At the same time, I love understable plastic. The Innova Roadrunner and Latitude 64 Fuse – a couple of the flippiest discs on the market – are staples in my bag for their control and ease of use.
So, when MVP announced it was releasing the Amp, an understable fairway driver, I was excited. One of my favorite brands releasing my favorite kind of disc, obviously, had some appeal, and I knew I wanted to throw it.
One thing I knew coming into the review is that MVP discs – whether it is due to the overmold, or some other phenomenon – tend to require more snap and spin to fly as advertised. To wit, it took me a month to really dial in the Axis and learn how to throw it correctly, which seemed odd for a mid-range.

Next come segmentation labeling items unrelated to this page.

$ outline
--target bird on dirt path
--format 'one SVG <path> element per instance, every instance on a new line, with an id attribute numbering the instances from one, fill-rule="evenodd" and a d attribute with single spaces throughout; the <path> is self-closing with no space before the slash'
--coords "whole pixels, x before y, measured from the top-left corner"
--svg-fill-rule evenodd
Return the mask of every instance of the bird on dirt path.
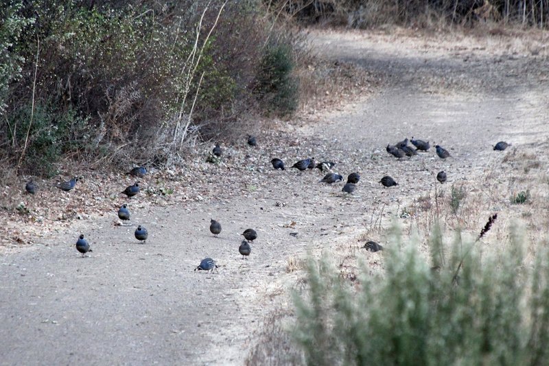
<path id="1" fill-rule="evenodd" d="M 128 205 L 124 204 L 118 209 L 118 218 L 122 220 L 122 222 L 130 221 L 130 210 L 128 209 Z"/>
<path id="2" fill-rule="evenodd" d="M 354 183 L 347 183 L 341 189 L 342 192 L 352 195 L 353 192 L 356 189 L 356 185 Z"/>
<path id="3" fill-rule="evenodd" d="M 246 229 L 240 235 L 244 235 L 246 240 L 248 242 L 251 241 L 253 243 L 253 241 L 257 239 L 257 233 L 253 229 Z"/>
<path id="4" fill-rule="evenodd" d="M 439 158 L 441 159 L 445 159 L 446 158 L 451 156 L 450 153 L 449 153 L 446 149 L 440 145 L 437 145 L 434 147 L 436 149 L 436 155 L 438 155 Z"/>
<path id="5" fill-rule="evenodd" d="M 139 241 L 143 241 L 143 243 L 147 242 L 147 236 L 149 236 L 149 232 L 147 231 L 147 229 L 145 227 L 141 226 L 139 225 L 137 226 L 137 228 L 135 229 L 135 239 L 139 240 Z"/>
<path id="6" fill-rule="evenodd" d="M 76 186 L 76 182 L 78 182 L 78 177 L 74 177 L 73 179 L 69 180 L 69 182 L 63 182 L 62 183 L 58 183 L 56 186 L 59 189 L 65 191 L 65 192 L 69 192 L 71 189 L 73 189 L 75 186 Z"/>
<path id="7" fill-rule="evenodd" d="M 285 170 L 284 169 L 284 162 L 278 158 L 274 158 L 271 160 L 270 163 L 272 164 L 272 167 L 274 168 L 274 169 Z"/>
<path id="8" fill-rule="evenodd" d="M 368 252 L 372 252 L 383 250 L 383 246 L 380 245 L 379 244 L 377 244 L 375 241 L 367 242 L 366 244 L 364 244 L 364 246 L 363 247 Z"/>
<path id="9" fill-rule="evenodd" d="M 25 184 L 25 191 L 27 191 L 27 193 L 30 193 L 31 195 L 34 195 L 36 193 L 36 189 L 38 189 L 38 186 L 36 186 L 32 180 L 28 181 L 26 184 Z"/>
<path id="10" fill-rule="evenodd" d="M 495 146 L 493 147 L 493 149 L 497 150 L 498 151 L 502 151 L 511 145 L 511 144 L 508 144 L 505 141 L 500 141 L 499 143 L 495 144 Z"/>
<path id="11" fill-rule="evenodd" d="M 347 176 L 347 183 L 353 183 L 353 184 L 356 184 L 358 183 L 358 181 L 360 180 L 360 175 L 358 173 L 351 173 L 351 174 Z"/>
<path id="12" fill-rule="evenodd" d="M 431 145 L 429 145 L 429 141 L 425 142 L 423 140 L 414 140 L 412 137 L 410 142 L 412 145 L 416 147 L 416 149 L 421 151 L 426 151 L 431 147 Z"/>
<path id="13" fill-rule="evenodd" d="M 221 149 L 221 147 L 219 144 L 215 144 L 215 147 L 211 151 L 213 153 L 213 155 L 215 156 L 221 156 L 221 154 L 223 154 L 223 151 Z"/>
<path id="14" fill-rule="evenodd" d="M 440 182 L 441 184 L 446 182 L 446 173 L 444 171 L 439 171 L 436 175 L 436 180 Z"/>
<path id="15" fill-rule="evenodd" d="M 124 191 L 120 192 L 127 195 L 128 197 L 132 197 L 139 193 L 139 182 L 136 182 L 133 186 L 130 186 L 126 188 Z"/>
<path id="16" fill-rule="evenodd" d="M 240 243 L 240 246 L 238 247 L 238 252 L 242 255 L 242 259 L 244 259 L 252 252 L 252 247 L 250 246 L 249 243 L 243 240 L 242 243 Z"/>
<path id="17" fill-rule="evenodd" d="M 398 186 L 399 184 L 395 182 L 395 180 L 390 178 L 388 175 L 385 175 L 383 177 L 381 180 L 379 180 L 379 183 L 384 185 L 386 188 L 387 187 L 392 187 L 393 186 Z"/>
<path id="18" fill-rule="evenodd" d="M 218 265 L 215 264 L 215 261 L 211 259 L 210 257 L 205 258 L 200 261 L 200 264 L 194 269 L 195 271 L 197 269 L 198 271 L 211 271 L 213 272 L 213 270 L 218 268 Z"/>
<path id="19" fill-rule="evenodd" d="M 76 250 L 82 253 L 82 256 L 84 258 L 86 253 L 88 252 L 93 252 L 90 247 L 88 241 L 84 239 L 84 234 L 81 234 L 76 241 Z"/>
<path id="20" fill-rule="evenodd" d="M 221 232 L 221 224 L 213 219 L 210 219 L 210 232 L 216 238 L 218 234 Z"/>
<path id="21" fill-rule="evenodd" d="M 307 158 L 307 159 L 303 159 L 303 160 L 299 160 L 299 162 L 292 165 L 292 167 L 296 168 L 301 171 L 303 171 L 304 170 L 306 170 L 307 168 L 309 167 L 309 164 L 311 164 L 311 159 Z"/>

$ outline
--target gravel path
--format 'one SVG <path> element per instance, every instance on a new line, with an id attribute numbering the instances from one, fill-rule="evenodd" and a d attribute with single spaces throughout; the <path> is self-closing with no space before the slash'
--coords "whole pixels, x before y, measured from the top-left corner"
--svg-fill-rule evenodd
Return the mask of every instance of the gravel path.
<path id="1" fill-rule="evenodd" d="M 188 177 L 207 176 L 200 199 L 156 207 L 137 197 L 134 225 L 113 225 L 113 212 L 0 254 L 0 364 L 242 365 L 253 332 L 292 284 L 289 258 L 336 247 L 382 215 L 381 207 L 388 221 L 430 189 L 439 170 L 451 182 L 482 175 L 501 159 L 491 149 L 500 140 L 546 142 L 542 42 L 454 38 L 313 32 L 319 53 L 366 68 L 380 90 L 188 174 L 189 186 Z M 442 161 L 432 151 L 397 161 L 385 152 L 388 143 L 412 135 L 452 158 Z M 342 185 L 320 186 L 316 171 L 272 171 L 274 156 L 288 167 L 306 156 L 334 160 L 336 171 L 358 171 L 362 180 L 353 197 L 343 197 Z M 399 186 L 384 189 L 377 182 L 385 174 Z M 222 223 L 219 238 L 209 233 L 211 218 Z M 149 230 L 145 244 L 133 239 L 138 223 Z M 239 234 L 248 228 L 259 238 L 243 260 Z M 81 232 L 93 249 L 89 258 L 73 247 Z M 194 271 L 208 256 L 218 273 Z"/>

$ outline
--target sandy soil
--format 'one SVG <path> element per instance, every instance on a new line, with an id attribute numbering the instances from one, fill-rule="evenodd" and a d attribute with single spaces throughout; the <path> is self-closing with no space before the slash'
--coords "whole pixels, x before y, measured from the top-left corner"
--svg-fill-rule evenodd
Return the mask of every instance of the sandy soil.
<path id="1" fill-rule="evenodd" d="M 224 147 L 222 164 L 204 162 L 207 146 L 181 172 L 153 173 L 145 186 L 177 194 L 170 202 L 129 200 L 132 226 L 114 225 L 115 208 L 128 201 L 112 195 L 117 187 L 97 187 L 89 178 L 81 191 L 104 198 L 82 201 L 78 212 L 102 204 L 104 215 L 48 227 L 32 245 L 16 243 L 0 254 L 0 364 L 242 365 L 264 317 L 288 306 L 284 294 L 295 279 L 289 260 L 340 248 L 374 217 L 400 217 L 432 189 L 439 170 L 450 184 L 482 177 L 504 158 L 491 150 L 500 140 L 513 149 L 546 147 L 543 36 L 312 32 L 319 54 L 334 67 L 365 68 L 379 90 L 279 123 L 258 135 L 256 149 L 244 141 Z M 452 157 L 443 161 L 433 149 L 398 161 L 385 152 L 387 143 L 412 136 Z M 358 171 L 362 179 L 353 196 L 343 197 L 342 184 L 319 184 L 316 171 L 273 171 L 275 156 L 288 168 L 307 156 L 334 160 L 335 171 Z M 378 181 L 386 174 L 399 186 L 384 189 Z M 130 183 L 124 179 L 124 186 Z M 45 206 L 38 197 L 22 199 L 31 209 Z M 219 238 L 209 233 L 211 218 L 222 223 Z M 149 230 L 145 244 L 133 239 L 137 224 Z M 259 237 L 243 260 L 239 234 L 248 228 Z M 73 246 L 81 232 L 93 249 L 89 258 Z M 218 271 L 194 271 L 206 256 L 218 260 Z"/>

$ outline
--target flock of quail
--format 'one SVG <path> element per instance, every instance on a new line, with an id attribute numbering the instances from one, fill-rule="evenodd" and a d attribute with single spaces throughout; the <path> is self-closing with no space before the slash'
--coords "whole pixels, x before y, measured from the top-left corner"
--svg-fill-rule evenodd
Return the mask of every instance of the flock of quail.
<path id="1" fill-rule="evenodd" d="M 404 141 L 400 141 L 394 145 L 391 145 L 390 144 L 388 145 L 386 147 L 386 150 L 388 154 L 395 156 L 397 159 L 402 159 L 405 157 L 411 158 L 412 156 L 417 155 L 418 152 L 427 152 L 430 149 L 429 141 L 416 140 L 412 137 L 410 142 L 412 143 L 412 145 L 413 145 L 413 147 L 408 145 L 408 139 L 405 138 Z M 248 135 L 248 136 L 247 143 L 248 145 L 254 147 L 256 146 L 257 143 L 256 138 L 250 135 Z M 504 141 L 500 141 L 495 144 L 495 145 L 493 147 L 493 149 L 503 151 L 510 145 L 511 144 L 509 144 Z M 451 156 L 448 151 L 440 145 L 436 145 L 435 149 L 436 155 L 441 159 L 446 159 L 447 158 Z M 215 146 L 212 151 L 212 154 L 218 157 L 222 156 L 223 151 L 219 144 L 215 144 Z M 272 167 L 275 170 L 285 170 L 284 167 L 284 162 L 282 160 L 278 158 L 274 158 L 270 160 L 270 162 L 272 164 Z M 298 161 L 292 166 L 292 168 L 295 168 L 300 172 L 304 171 L 307 169 L 312 170 L 316 168 L 320 171 L 323 172 L 326 171 L 331 171 L 335 165 L 336 163 L 331 161 L 323 161 L 316 163 L 314 158 L 307 158 L 306 159 Z M 147 169 L 144 167 L 136 167 L 128 172 L 128 174 L 137 178 L 142 178 L 147 174 Z M 436 180 L 441 184 L 446 182 L 447 178 L 446 173 L 444 171 L 439 171 L 436 175 Z M 74 177 L 71 180 L 67 182 L 58 183 L 55 186 L 59 189 L 68 192 L 75 188 L 79 179 L 81 178 L 78 177 Z M 330 171 L 329 173 L 327 173 L 324 178 L 319 181 L 319 182 L 331 184 L 342 180 L 342 175 Z M 344 193 L 352 194 L 356 190 L 356 184 L 360 180 L 360 175 L 358 174 L 358 173 L 353 172 L 350 173 L 347 176 L 347 182 L 343 186 L 342 191 Z M 384 176 L 379 182 L 381 183 L 385 188 L 389 188 L 398 185 L 398 183 L 397 183 L 397 182 L 395 182 L 395 180 L 389 175 Z M 32 180 L 27 182 L 25 186 L 25 191 L 30 194 L 34 194 L 38 188 L 38 187 L 32 182 Z M 120 193 L 125 194 L 128 198 L 131 198 L 132 197 L 137 195 L 139 193 L 139 182 L 138 181 L 136 182 L 133 185 L 127 187 Z M 130 215 L 130 211 L 128 209 L 127 204 L 123 204 L 118 210 L 118 217 L 122 221 L 123 225 L 126 225 L 126 222 L 129 222 Z M 221 233 L 221 224 L 218 221 L 212 219 L 210 222 L 209 229 L 210 232 L 214 235 L 214 236 L 217 237 L 218 235 Z M 147 238 L 148 236 L 148 232 L 144 226 L 141 225 L 138 225 L 134 234 L 135 239 L 139 240 L 140 242 L 142 241 L 143 243 L 146 243 Z M 247 257 L 251 254 L 252 247 L 250 245 L 250 243 L 253 243 L 253 241 L 257 239 L 257 232 L 253 229 L 247 229 L 241 235 L 244 236 L 244 240 L 242 240 L 240 246 L 238 248 L 238 252 L 242 256 L 242 259 L 244 259 L 247 258 Z M 374 241 L 367 242 L 366 245 L 364 245 L 364 247 L 366 249 L 366 250 L 371 252 L 377 252 L 383 249 L 383 247 L 382 245 Z M 76 241 L 76 249 L 82 254 L 82 257 L 85 256 L 87 252 L 93 252 L 89 243 L 88 243 L 88 241 L 84 239 L 83 234 L 80 234 L 78 241 Z M 208 257 L 202 260 L 200 264 L 194 270 L 213 271 L 216 268 L 218 268 L 218 265 L 215 264 L 215 260 Z"/>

This is almost a blessing and a curse for new users of MVP discs. Stick with them, and your snap will likely improve. But it can be extremely frustrating to click with the disc at first, which can make it easy to give up on and move to an old standby.
And even though I knew this would be the case with the Amp, I still found myself frustrated with my first few throws with it. Since it was advertised as understable, I expected a nice gentle turn out of the box, with maybe a little fade.
I know it is user error, but If I wasn’t really concentrating the first couple times I threw this disc, it would hyzer out on me real quick, leaving me a little demoralized and ready to throw in the towel.